Por Jaime Alberto Palacio Escobar*
Le tocaba vivir como si fueran dos personas distintas. En el día hacía algunas tareas como funcionario de una dependencia gubernamental. En la noche y los fines de semana ejecutaba las tareas que el gran patrón ordenaba a través de sus hombres de confianza. Con el tiempo se volvió imprescindible para ellos, hasta el punto de que al contestar el teléfono y escuchar: “Boni te necesitan”, era porque de algo grande se debía ocupar -una ejecución, un asalto, una bomba en un edificio público, el transporte de grandes cantidades de dinero, entre otras tareas propias de ese otro oficio-. En esas “vueltas” se le iba parte de la semana, de los meses y, sólo, de algunos años. Eran los tiempos de violencia inusitada, que asoló la región y casi que al país entero. Era la fuerza de un contrapoder, que quiso acabar con todo lo que representara la institucionalidad, sin compasión alguna.
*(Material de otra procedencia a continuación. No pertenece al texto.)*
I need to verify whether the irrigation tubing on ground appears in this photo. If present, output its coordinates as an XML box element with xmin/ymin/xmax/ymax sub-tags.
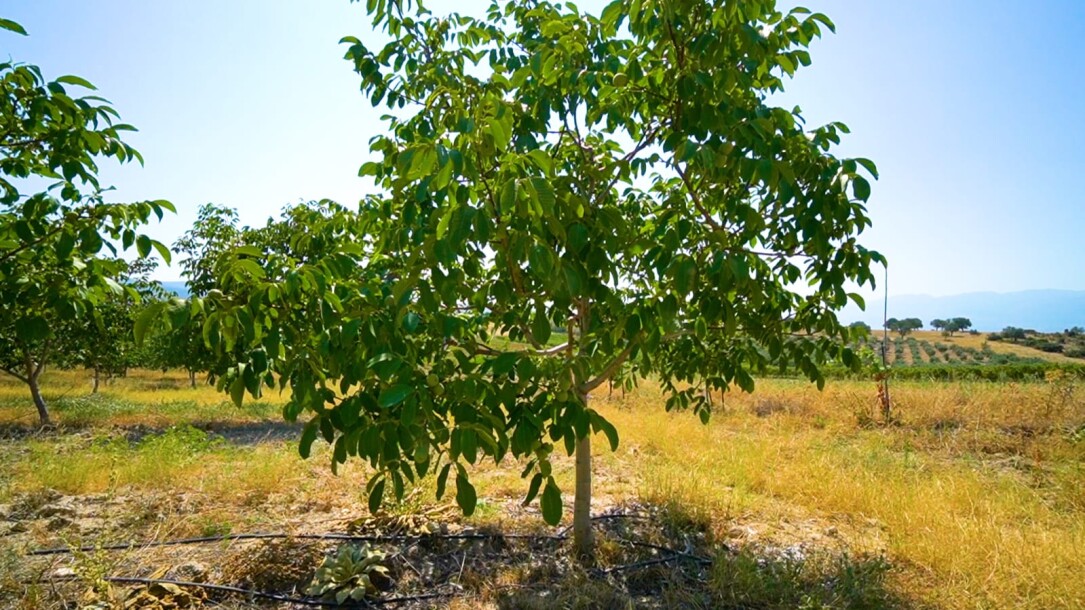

Para eso estaba hecho el Boni, para estar al frente de acciones de fuerza y dolor y mostrar que ese poder oculto podía dominar. Fueron más de dos décadas de incertidumbre y zozobra, como si fuera una larga noche oscura.
Por una chaqueta
Una cantina en el barrio, cerca de donde el Cristo es rey en Envigado, era el lugar para desfogar que el Boni y sus amigotes frecuentaban varias veces en la semana. Los acompañaban el licor, otras cositas generadoras de sensaciones explosivas, el tango y, de un tiempo en adelante, los corridos prohibidos mejicanos. En una de esas tardes, él conversaba con su parcero más cercano, nadie escuchó lo que hablaban, lo cierto es que la conversación fue subiendo de tono hasta que se le escuchó decir con un grito ensordecedor: “vea hijoe’puta, ni le vendo, ni le regalo mi chaqueta, si la quiere me tiene que matar malparido”. Intentó sacar su arma, pero no alcanzó. El “fierro” del otro ya apuntaba a su frente, mientras le ordenaba que se la quitara. Se puso la chaqueta y le dijo: “no te mato porque hemos sido panas, pero me vas a recordar por siempre”. Fue tal la indignación del Boni, que le dio la espalda, para que el otro no viera su impotencia expresada en una lágrima que le corrió por la mejilla, sin saber las consecuencias de ese movimiento. En el instante se confundieron dos ruidos, el trueno de un disparo y el del motor de la moto que arrancó a toda velocidad. Muchas semanas pasaron para que Boni asimilara el fatídico pronóstico médico: no volvería a caminar.
Una vida en blanco y negro
Su vida se volvió una dolorosa rutina. De la casa lo llevaban a la cantina, donde todos los días eran iguales, licor, tangos y prolongados silencios. Una tarde de esas llegó un conocido de Boni, conversaron poco tiempo, el necesario para que ambos brindaran con un par de tragos dobles. Nadie se percató que el amigote recibió un sobre, lo guardó y se fue.
En una noche oscura con mucha lluvia, Boni se embriagó más que otros días. Muy molesto con todo, solo dejó que lo pasaran a la otra acera e insistió que era capaz de llegar por sus propios medios a su casa, el mesero lo condujo y le arropó la espalda con su chaqueta. Los transeúntes corrían del agua para buscar donde protegerse. Uno de ellos corrió desde la otra esquina de la cantina, lo alcanzó, sacó del bolsillo un arma con silenciador, descargó un tiro en el cuello del Boni que le dobló la cabeza y empujó la silla para que alcanzara a llegar hasta la puerta de su casa.
*Envigadeño raizal, nacido en 1958. Autor de los libros: Al final de cuentas, qué hacemos en Gestión Humana (2008); La paz laboral, costo o inversión (2012) y Envigadeñas (2021). Colaborador habitual del periódico Órbita, la revista La Vitrola y El Envigadeño Medio de Comunicación, publicaciones de Envigado.